Hi,
I am currently facing an Ethernet issue on the i.MX6 Solo (kernel version 4.1.15). When I bring down the Ethernet interface, the following error trace occurs. After that, if I bring the interface up, it comes online but does not connect to the network. This issue occurs randomly.
After further debugging, I found that the problem is related to interrupt handling. In the phy_interrupt handler (in phy.c), there is a condition that checks the state of the Ethernet interface. If the Ethernet state is equal to PHY_HALTED, it returns IRQ_NONE. During the failure scenario, when I bring down the Ethernet interface, the phy_stop function sets phydev->state = PHY_HALTED. The interrupt occurs afterward, and the interrupt handler checks this condition, returning IRQ_NONE. Afterward, the interrupt occurs thousands of times within seconds. There is logic to disable spurious interrupts, which disables the interrupt if the number of unhandled interrupts exceeds 99,900.

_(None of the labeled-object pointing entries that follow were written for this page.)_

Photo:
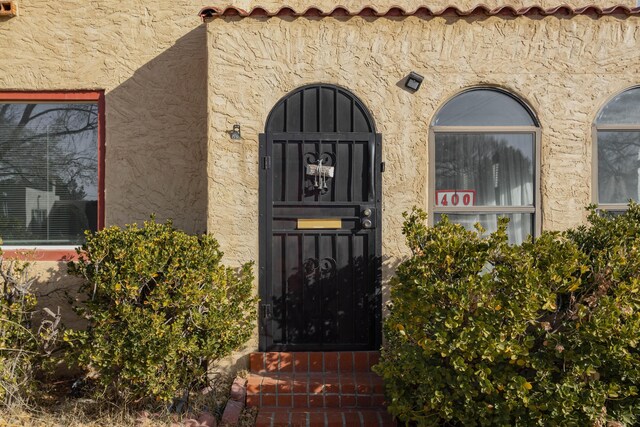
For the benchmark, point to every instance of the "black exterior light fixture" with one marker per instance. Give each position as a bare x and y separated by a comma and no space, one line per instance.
413,82
235,132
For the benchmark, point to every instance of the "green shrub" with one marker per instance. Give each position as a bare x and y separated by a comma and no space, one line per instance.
24,351
160,307
481,332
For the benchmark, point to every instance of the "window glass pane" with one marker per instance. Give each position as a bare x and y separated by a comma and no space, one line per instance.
623,109
520,225
618,166
483,107
485,169
48,172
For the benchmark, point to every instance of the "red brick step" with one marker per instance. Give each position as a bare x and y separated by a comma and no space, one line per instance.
329,417
303,362
317,388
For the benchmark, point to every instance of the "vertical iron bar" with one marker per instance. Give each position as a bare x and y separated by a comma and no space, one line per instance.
319,105
302,111
285,195
352,167
285,292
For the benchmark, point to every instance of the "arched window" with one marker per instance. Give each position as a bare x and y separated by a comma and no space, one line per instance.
617,151
485,149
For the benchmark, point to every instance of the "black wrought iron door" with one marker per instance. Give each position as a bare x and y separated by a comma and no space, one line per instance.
320,234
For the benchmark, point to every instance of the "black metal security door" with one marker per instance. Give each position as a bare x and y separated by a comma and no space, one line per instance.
320,228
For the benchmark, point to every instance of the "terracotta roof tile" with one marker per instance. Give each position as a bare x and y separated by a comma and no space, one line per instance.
480,9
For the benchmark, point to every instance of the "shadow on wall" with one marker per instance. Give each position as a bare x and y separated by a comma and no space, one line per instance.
156,139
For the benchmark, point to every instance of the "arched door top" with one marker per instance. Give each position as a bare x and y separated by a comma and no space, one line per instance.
322,108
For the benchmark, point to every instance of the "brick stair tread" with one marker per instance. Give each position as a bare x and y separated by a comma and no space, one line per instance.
315,390
337,361
326,417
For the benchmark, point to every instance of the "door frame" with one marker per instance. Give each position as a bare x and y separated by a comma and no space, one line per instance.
264,255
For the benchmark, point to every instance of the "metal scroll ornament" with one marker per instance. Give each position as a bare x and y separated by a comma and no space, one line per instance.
320,167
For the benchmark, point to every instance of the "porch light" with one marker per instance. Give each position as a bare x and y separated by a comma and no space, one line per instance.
235,133
413,82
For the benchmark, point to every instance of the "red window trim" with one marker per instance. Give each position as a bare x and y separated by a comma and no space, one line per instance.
43,254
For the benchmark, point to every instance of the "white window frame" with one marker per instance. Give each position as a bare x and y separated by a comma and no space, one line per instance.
479,210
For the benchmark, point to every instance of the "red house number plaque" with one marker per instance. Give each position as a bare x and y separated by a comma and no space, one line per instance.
453,198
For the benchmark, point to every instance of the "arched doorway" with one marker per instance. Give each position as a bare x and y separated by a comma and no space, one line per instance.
320,223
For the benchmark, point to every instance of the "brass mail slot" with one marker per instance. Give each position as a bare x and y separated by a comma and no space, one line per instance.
313,223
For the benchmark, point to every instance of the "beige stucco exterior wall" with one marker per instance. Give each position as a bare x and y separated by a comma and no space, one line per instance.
565,69
149,58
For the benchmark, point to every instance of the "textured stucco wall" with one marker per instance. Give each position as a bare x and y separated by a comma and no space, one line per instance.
150,59
565,69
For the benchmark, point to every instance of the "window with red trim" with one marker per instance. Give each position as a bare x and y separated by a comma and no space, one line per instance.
51,186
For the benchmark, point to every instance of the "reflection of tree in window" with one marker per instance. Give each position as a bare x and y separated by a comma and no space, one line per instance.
48,171
618,166
499,168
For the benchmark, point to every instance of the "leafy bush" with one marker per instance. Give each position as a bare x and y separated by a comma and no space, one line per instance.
546,333
160,307
24,352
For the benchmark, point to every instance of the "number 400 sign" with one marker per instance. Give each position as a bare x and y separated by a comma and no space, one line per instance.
455,198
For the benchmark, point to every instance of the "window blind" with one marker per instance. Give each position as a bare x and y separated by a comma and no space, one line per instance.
48,172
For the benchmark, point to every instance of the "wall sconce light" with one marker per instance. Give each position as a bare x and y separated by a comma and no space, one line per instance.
413,82
235,132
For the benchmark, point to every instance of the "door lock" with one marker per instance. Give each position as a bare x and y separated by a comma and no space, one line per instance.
367,218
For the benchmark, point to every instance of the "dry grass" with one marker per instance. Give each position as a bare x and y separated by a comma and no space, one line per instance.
54,408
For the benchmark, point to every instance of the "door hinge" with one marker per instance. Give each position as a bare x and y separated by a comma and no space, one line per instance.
266,162
266,311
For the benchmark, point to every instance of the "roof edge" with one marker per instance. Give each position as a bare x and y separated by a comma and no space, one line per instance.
397,11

[Tue Sep 24 19:21:14 2024] irq 61: nobody cared (try booting with the "irqpoll" option)
[Tue Sep 24 19:21:14 2024] CPU: 0 PID: 1168 Comm: Servicepack Tainted: G O 4.1.15 #1
[Tue Sep 24 19:21:14 2024] Hardware name: Freescale i.MX6 Quad/DualLite (Device Tree)

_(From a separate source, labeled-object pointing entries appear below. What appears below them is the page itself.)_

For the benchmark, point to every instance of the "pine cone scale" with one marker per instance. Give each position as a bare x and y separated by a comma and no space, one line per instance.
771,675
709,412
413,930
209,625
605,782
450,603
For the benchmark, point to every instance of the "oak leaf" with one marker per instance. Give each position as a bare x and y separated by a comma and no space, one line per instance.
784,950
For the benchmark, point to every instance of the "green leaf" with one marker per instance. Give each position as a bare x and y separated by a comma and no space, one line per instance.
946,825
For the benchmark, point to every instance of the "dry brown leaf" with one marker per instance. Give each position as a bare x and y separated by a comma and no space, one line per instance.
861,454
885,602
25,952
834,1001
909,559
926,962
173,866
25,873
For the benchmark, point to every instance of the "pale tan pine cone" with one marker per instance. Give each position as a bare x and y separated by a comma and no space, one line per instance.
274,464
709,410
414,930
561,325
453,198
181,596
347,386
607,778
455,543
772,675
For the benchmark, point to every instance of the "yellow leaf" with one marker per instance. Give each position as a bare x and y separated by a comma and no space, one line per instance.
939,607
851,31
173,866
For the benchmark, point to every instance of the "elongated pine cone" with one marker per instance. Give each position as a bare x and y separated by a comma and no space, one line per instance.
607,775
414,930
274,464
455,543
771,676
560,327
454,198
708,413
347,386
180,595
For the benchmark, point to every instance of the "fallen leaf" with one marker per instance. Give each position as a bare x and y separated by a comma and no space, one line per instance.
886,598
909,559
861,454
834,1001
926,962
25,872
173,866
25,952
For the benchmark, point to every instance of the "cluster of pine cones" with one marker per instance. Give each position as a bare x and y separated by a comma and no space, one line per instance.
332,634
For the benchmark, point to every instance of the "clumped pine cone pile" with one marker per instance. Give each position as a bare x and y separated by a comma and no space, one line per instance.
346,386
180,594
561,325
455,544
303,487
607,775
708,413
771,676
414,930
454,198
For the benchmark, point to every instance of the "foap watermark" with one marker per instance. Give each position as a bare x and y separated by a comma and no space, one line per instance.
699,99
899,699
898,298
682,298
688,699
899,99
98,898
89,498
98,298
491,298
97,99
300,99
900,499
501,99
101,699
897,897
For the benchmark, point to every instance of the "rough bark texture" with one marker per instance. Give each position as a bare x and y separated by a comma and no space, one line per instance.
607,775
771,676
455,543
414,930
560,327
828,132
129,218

[Tue Sep 24 19:21:14 2024] [<80017988>] (unwind_backtrace) from [<800135d8>] (show_stack+0x10/0x14)
[Tue Sep 24 19:21:14 2024] [<800135d8>] (show_stack) from [<807c00a8>] (dump_stack+0x84/0xc4)

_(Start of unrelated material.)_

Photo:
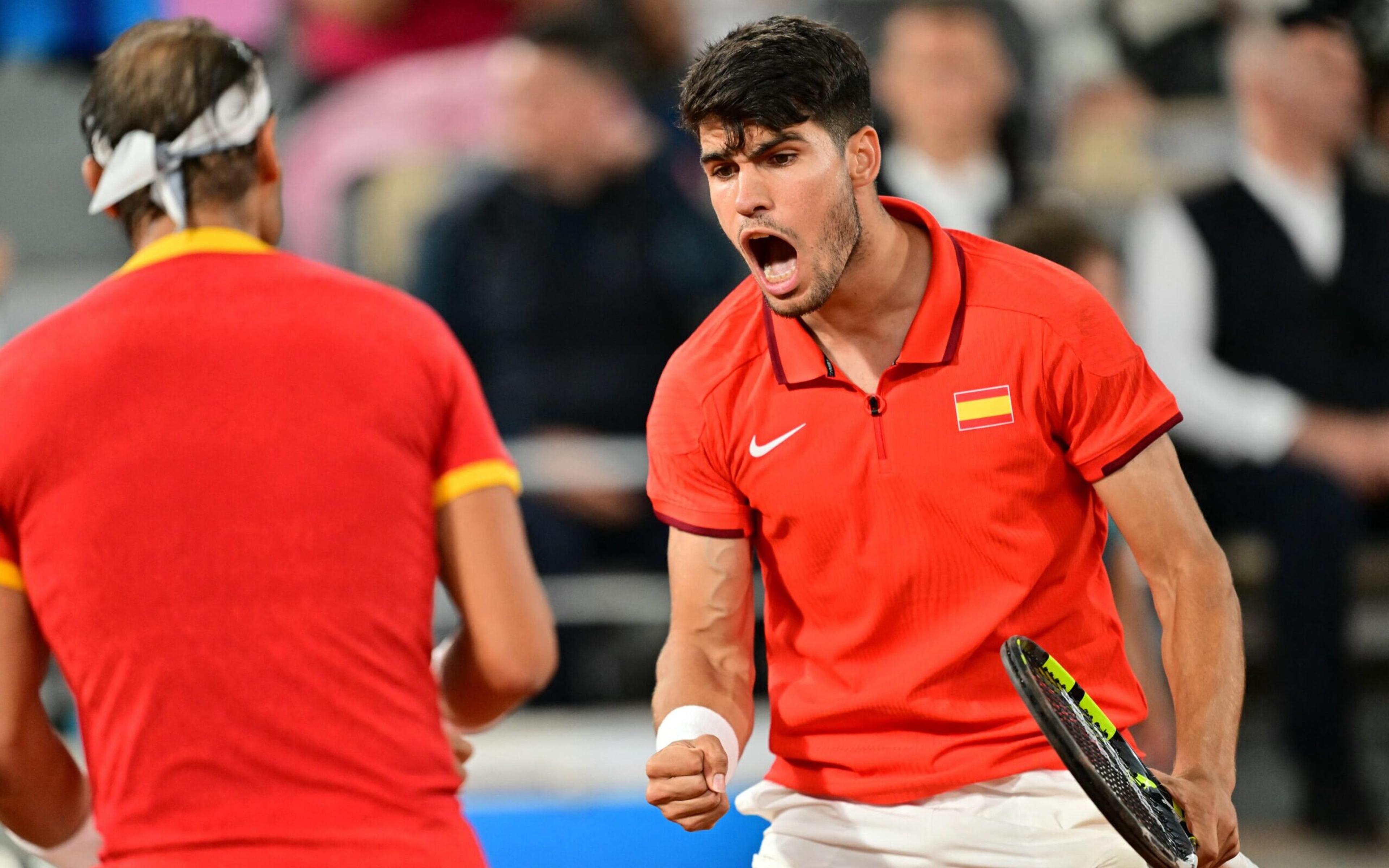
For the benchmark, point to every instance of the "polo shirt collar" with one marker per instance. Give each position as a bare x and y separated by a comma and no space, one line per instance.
203,239
935,331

[Tue Sep 24 19:21:14 2024] [<807c00a8>] (dump_stack) from [<80070b10>] (__report_bad_irq+0x28/0xc4)
[Tue Sep 24 19:21:14 2024] [<80070b10>] (__report_bad_irq) from [<80070f14>] (note_interrupt+0x29c/0x2ec)
[Tue Sep 24 19:21:14 2024] [<80070f14>] (note_interrupt) from [<8006e8e0>] (handle_irq_event_percpu+0xcc/0x134)
[Tue Sep 24 19:21:14 2024] [<8006e8e0>] (handle_irq_event_percpu) from [<8006e984>] (handle_irq_event+0x3c/0x5c)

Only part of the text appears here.